A nuestros gobernantes tenemos derecho a exigirles ejemplaridad, coherencia, sensibilidad y respeto. Y la comida organizada por el alcalde de Ibiza, Rafa Ruiz, el pasado lunes en el Salón de Plenos de Can Botino a la que asistieron Francina Armengol y Josep Marí Ribas Agustinet junto a seis empresarios no es ejemplar, porque es un ejemplo de que las normas no las cumplen ni los que las promulgan, ya que el decreto en vigor recomienda «evitar las reuniones de trabajo o profesionales hechas de manera presencial». Es incoherente, porque es hacer todo lo contrario de lo que nos vienen diciendo que hagamos, ya que la comida es una triquiñuela, propia de la secular picaresca nacional, para sortear la imposibilidad de celebrar la comida en un local o en un domicilio. Es insensible con los ciudadanos a los que prohíbe Armengol convocar este tipo de encuentros con personas de otros núcleos de convivencia. Y, finalmente, es irrespetuoso con los empresarios a los que el Govern obliga a trabajar solo en el exterior, en mesas de cuatro personas y de dos núcleos de convivencia y solo hasta las 17 horas, negándose, además, a revisar las restricciones durante un mes, cuando hasta ahora era cada 15 días.

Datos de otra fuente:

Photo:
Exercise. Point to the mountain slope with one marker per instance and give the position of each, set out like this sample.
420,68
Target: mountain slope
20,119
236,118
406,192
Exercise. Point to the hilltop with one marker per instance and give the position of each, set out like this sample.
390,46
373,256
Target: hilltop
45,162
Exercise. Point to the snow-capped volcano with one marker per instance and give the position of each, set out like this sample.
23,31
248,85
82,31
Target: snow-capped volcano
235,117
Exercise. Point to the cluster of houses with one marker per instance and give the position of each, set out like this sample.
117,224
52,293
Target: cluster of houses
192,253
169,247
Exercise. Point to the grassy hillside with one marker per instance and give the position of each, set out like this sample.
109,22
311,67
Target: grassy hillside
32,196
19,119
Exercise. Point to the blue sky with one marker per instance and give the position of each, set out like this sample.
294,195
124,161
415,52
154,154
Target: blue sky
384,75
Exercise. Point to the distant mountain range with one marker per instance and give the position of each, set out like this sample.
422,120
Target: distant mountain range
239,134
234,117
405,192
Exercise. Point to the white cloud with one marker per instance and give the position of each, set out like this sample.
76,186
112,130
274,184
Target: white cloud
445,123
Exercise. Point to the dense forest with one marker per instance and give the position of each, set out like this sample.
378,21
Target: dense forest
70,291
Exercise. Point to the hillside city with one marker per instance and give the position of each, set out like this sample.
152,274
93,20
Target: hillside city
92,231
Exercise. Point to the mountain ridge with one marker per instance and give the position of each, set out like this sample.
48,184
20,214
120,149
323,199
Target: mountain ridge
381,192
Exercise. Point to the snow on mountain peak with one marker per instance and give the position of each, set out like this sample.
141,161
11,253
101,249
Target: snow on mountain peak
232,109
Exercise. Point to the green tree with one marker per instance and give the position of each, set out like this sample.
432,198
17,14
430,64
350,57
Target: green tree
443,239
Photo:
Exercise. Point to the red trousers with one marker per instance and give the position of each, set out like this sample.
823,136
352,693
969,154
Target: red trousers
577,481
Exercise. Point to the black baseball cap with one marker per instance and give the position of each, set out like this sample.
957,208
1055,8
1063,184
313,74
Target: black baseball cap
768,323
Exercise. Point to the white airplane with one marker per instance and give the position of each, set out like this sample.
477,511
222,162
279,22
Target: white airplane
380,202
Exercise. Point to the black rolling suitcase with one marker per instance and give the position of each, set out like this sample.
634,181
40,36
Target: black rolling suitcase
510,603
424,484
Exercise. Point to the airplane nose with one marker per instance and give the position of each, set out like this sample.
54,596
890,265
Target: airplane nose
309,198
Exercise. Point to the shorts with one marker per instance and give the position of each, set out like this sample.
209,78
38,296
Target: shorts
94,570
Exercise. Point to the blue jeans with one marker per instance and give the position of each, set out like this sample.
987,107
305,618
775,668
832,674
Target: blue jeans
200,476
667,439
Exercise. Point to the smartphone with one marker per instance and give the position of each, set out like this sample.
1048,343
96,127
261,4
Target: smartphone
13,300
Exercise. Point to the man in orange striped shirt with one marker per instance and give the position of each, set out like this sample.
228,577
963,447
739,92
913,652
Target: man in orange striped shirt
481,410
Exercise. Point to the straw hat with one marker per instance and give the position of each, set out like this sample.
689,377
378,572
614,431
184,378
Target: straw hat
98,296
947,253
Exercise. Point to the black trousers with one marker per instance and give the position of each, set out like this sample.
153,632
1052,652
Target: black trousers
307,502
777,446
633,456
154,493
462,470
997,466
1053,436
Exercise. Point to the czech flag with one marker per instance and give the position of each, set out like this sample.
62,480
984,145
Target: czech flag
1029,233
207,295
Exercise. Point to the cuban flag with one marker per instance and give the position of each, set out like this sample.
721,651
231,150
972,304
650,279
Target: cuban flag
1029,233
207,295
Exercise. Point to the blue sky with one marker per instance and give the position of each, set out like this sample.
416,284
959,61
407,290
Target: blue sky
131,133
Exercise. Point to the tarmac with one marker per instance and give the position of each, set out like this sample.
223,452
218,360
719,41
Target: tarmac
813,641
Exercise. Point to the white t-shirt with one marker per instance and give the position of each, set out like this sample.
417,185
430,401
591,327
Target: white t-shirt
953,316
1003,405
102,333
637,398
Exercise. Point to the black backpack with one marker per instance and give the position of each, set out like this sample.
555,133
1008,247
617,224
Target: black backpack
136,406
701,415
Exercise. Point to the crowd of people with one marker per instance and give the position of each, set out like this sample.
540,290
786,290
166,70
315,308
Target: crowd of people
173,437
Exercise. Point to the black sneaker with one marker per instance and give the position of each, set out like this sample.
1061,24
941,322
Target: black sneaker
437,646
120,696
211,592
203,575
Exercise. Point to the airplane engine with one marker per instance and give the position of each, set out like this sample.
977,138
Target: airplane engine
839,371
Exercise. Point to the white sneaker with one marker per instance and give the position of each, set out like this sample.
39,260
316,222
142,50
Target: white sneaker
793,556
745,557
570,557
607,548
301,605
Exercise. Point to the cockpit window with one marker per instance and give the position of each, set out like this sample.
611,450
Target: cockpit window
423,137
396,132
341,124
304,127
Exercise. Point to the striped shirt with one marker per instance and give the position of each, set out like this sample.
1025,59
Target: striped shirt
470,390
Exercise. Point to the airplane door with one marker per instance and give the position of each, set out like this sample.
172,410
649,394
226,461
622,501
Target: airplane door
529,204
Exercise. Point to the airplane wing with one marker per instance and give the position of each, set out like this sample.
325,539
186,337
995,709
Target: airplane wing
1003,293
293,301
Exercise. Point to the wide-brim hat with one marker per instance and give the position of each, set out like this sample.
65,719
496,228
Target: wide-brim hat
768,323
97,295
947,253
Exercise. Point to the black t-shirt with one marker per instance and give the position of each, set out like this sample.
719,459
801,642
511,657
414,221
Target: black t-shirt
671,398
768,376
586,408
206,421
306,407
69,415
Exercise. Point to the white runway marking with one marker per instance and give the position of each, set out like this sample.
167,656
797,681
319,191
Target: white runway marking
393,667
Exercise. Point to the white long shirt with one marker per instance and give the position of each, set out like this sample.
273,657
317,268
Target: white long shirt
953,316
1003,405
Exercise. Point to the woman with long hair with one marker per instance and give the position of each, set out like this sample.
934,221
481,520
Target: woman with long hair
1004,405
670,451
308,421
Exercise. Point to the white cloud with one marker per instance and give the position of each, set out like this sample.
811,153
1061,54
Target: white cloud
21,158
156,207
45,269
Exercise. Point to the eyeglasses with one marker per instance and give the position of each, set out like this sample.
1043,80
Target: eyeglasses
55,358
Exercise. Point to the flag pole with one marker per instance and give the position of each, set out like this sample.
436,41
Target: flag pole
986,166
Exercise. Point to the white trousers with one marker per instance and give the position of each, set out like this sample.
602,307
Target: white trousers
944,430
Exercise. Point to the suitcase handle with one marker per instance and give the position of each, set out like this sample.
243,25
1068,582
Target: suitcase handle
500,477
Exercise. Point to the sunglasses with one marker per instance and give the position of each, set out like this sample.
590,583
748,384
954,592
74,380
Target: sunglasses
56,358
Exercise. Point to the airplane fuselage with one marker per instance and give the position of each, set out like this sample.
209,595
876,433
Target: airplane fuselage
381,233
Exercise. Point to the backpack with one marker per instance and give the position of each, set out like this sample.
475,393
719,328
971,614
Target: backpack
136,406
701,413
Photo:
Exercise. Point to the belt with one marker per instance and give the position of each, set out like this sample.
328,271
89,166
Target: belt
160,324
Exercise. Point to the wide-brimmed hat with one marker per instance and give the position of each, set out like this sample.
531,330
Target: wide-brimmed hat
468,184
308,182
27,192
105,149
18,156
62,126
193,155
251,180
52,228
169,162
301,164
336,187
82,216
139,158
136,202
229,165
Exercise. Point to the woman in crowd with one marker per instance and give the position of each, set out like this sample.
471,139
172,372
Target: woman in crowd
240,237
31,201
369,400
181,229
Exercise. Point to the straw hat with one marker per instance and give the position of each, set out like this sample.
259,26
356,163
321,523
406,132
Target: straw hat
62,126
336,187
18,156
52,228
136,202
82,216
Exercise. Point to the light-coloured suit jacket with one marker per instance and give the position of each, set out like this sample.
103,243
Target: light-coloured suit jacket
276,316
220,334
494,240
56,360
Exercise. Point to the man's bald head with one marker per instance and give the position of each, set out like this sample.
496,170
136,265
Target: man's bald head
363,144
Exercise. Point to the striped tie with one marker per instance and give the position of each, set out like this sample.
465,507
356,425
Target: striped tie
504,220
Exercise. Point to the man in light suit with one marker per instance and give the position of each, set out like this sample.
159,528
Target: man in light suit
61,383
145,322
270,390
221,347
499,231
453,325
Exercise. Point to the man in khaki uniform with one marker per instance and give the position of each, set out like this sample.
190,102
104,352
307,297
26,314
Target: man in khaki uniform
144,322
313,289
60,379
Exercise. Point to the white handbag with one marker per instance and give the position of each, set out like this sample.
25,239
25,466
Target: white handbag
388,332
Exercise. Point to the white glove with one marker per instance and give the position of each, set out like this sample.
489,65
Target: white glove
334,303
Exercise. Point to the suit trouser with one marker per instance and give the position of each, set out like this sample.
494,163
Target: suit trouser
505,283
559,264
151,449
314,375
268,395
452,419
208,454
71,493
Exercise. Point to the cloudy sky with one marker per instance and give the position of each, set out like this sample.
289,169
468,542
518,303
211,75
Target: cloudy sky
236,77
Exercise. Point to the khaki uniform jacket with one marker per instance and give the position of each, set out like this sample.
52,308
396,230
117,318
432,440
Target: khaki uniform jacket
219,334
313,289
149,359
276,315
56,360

Comida de trabajo pública.
A pesar del intento del PSOE, del Ayuntamiento de Ibiza y del Govern de justificar la comida de trabajo celebrada en un edificio público y pagada con fondos públicos bajo el eufemismo de una reunión de trabajo, las pruebas no admiten dudas. Hoy publicamos que la propia Armengol reflejó en su agenda que tenía una comida a la que se trató de dar un carácter privado que obviamente no tenía.
Desprecio a sus normas.
Armengol no solo incumplió las recomendaciones de no teletrabajar cuando sea posible, y lo era, y de no evitar las reuniones de trabajo, algo muy fácil porque a las pocas horas tuvo una reunión con empresarios a la que podría haber invitado a todos los asistentes, sino que ayer en Menorca, en un alarde de chulería dictatorial, avisó de que seguiría incumpliendo las normas. Todo ello es censurable y justifica la indignación mayúscula de los ciudadanos que asisten atónitos al despropósito.